Kamu punya hati yang lebih lembut dari siapa pun yang pernah kukenal. Dan itu bukan kelemahan. Itu kekuatan.
Aku tidak bisa selalu menjagamu. Tapi aku tahu kamu akan tetap bertahan, bahkan ketika semua terasa hilang.
Dan jika suatu hari kamu merasa ingin menyerah… buka halaman terakhir buku kecil ini.
Lena menahan napas.
Ia meraih buku lusuh yang juga ada dalam kotak. Halaman demi halaman penuh dengan coretan tangan ayahnya: catatan pembelian bunga, jenis pupuk, sampai kadang lelucon ringan.
Di halaman terakhir, hanya ada satu kalimat:
> “Jangan takut menanam cinta lagi, meski ladangmu pernah gagal panen.”
Lena menutup buku itu pelan. Air matanya mengalir deras. Tapi kali ini, bukan karena kehilangan melainkan karena sesuatu yang terasa pulang.

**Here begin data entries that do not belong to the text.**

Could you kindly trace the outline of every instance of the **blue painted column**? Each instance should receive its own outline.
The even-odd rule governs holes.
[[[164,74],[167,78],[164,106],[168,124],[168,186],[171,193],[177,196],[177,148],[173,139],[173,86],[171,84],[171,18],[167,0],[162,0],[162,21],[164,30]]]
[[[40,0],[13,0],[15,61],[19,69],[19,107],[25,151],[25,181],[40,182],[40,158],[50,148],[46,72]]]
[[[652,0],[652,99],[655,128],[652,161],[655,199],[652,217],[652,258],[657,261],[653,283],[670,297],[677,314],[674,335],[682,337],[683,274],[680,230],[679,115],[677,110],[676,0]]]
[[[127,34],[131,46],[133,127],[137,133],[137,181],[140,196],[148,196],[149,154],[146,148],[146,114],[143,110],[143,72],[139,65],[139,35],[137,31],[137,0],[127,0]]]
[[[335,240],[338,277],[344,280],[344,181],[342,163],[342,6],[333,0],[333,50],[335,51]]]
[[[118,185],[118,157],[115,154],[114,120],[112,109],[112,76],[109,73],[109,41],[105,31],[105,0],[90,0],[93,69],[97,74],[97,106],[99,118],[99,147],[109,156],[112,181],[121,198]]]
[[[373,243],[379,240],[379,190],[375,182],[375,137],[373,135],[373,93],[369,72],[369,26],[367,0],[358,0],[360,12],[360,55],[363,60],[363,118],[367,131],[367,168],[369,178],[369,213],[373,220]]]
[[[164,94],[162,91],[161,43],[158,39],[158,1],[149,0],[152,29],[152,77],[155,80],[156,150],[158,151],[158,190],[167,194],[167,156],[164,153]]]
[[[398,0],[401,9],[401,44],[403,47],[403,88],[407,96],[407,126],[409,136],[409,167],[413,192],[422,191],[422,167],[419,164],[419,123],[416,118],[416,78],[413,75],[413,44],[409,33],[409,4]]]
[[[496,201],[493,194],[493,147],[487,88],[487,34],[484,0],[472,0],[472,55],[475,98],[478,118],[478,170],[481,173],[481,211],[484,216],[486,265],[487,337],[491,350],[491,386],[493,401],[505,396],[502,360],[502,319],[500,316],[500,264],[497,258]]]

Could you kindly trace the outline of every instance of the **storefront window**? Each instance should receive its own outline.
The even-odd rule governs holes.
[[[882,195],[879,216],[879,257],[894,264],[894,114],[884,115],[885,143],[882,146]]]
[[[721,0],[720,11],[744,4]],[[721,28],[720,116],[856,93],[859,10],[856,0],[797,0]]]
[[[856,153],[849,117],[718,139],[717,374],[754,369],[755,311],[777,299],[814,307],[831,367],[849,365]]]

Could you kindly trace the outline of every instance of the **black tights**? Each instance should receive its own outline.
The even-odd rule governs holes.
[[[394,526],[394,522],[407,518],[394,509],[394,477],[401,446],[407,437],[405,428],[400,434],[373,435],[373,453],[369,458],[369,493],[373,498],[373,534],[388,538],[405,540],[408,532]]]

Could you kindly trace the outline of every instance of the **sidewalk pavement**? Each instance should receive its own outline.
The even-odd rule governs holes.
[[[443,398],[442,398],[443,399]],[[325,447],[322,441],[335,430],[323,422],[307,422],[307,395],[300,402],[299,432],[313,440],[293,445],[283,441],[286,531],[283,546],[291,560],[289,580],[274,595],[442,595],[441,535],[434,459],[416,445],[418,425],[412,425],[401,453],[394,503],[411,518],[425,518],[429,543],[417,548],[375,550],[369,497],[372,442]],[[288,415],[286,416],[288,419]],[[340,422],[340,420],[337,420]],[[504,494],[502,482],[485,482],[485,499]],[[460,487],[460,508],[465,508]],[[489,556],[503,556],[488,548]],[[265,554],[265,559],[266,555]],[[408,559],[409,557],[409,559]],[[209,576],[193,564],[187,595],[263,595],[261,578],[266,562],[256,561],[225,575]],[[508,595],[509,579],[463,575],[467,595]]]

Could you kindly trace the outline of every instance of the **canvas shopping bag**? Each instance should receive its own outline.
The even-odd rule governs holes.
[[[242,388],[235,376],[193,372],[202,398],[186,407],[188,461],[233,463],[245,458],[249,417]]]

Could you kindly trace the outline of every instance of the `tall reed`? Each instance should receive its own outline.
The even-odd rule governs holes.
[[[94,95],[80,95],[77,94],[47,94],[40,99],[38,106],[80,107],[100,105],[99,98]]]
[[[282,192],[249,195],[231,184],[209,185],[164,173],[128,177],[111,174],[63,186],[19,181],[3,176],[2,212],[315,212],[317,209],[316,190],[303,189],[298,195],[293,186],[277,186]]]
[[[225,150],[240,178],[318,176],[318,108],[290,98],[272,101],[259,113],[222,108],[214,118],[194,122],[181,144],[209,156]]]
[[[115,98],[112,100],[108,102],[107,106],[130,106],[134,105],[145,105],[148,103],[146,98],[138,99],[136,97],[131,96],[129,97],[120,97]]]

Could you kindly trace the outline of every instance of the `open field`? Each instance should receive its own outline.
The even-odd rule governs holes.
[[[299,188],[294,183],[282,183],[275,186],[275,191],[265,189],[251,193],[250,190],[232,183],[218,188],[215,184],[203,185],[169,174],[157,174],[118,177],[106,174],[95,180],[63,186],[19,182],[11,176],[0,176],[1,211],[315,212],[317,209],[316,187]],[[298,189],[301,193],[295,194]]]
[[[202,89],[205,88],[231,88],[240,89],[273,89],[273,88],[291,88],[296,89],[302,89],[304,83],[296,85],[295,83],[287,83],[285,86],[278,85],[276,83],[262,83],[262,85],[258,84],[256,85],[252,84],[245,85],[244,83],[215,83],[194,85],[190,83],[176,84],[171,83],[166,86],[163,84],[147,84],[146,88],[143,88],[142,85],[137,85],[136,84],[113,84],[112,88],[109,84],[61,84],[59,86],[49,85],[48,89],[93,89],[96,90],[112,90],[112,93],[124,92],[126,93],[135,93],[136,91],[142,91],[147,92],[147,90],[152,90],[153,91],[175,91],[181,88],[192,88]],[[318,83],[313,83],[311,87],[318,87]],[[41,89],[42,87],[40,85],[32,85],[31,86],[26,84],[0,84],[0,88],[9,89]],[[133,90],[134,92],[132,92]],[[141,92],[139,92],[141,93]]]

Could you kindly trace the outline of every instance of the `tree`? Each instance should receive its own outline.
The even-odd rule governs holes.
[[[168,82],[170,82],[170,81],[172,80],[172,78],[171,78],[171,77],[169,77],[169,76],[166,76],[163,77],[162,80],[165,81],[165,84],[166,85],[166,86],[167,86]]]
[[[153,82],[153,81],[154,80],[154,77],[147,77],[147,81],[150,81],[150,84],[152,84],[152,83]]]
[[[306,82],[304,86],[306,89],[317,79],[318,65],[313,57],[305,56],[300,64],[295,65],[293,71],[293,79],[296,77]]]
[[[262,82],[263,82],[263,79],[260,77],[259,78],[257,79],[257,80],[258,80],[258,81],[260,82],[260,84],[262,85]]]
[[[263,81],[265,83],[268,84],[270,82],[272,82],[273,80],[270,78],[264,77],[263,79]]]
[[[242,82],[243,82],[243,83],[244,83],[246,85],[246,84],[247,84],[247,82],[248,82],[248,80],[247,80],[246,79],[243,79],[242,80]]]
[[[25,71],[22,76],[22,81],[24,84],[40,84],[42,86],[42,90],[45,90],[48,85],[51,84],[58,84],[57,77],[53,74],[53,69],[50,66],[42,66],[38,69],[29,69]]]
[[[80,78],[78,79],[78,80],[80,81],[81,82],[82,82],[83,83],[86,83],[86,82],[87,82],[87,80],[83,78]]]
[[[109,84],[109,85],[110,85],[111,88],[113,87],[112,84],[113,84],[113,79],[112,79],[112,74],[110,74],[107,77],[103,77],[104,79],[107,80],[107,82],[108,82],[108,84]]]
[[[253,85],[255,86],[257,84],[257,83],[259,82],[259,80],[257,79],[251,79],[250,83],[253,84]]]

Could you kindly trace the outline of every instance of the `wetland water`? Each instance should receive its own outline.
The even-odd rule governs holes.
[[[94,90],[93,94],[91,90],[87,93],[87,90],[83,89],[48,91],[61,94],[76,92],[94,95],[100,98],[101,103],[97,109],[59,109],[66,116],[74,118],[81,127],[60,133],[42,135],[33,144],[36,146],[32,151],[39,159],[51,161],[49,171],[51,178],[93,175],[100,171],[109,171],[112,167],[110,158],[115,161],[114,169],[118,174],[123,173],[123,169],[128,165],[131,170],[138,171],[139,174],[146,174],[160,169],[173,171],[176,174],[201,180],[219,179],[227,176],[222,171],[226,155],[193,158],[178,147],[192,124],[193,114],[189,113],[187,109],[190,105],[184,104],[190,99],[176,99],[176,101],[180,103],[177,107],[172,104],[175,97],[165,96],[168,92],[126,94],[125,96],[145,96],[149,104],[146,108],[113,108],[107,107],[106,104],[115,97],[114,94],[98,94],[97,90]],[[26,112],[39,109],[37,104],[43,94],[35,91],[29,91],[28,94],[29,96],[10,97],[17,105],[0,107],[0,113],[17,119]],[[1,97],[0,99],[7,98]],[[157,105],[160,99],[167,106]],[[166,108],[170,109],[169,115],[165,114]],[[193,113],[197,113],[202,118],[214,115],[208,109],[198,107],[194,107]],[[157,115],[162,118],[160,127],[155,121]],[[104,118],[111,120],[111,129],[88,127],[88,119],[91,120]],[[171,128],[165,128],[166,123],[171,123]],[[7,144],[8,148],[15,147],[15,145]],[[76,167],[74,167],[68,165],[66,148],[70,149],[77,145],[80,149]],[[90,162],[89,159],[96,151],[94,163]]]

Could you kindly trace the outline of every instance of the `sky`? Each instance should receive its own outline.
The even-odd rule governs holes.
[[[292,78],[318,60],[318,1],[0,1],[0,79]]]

Ia tahu ayahnya tidak pernah pandai berkata manis. Tapi surat itu, meski terlambat datang bertahun-tahun, terasa seperti pelukan hangat yang memulihkan sesuatu dalam dirinya.
Di sisi lain kota, di gedung tinggi tempat dulu ia bekerja, Rey duduk di ruang rapat bersama dua orang yang dulu sering ia temui. Di hadapannya ada dokumen kontrak kerja proyek lama yang kini berkembang dan meminta Rey kembali sebagai konsultan utama.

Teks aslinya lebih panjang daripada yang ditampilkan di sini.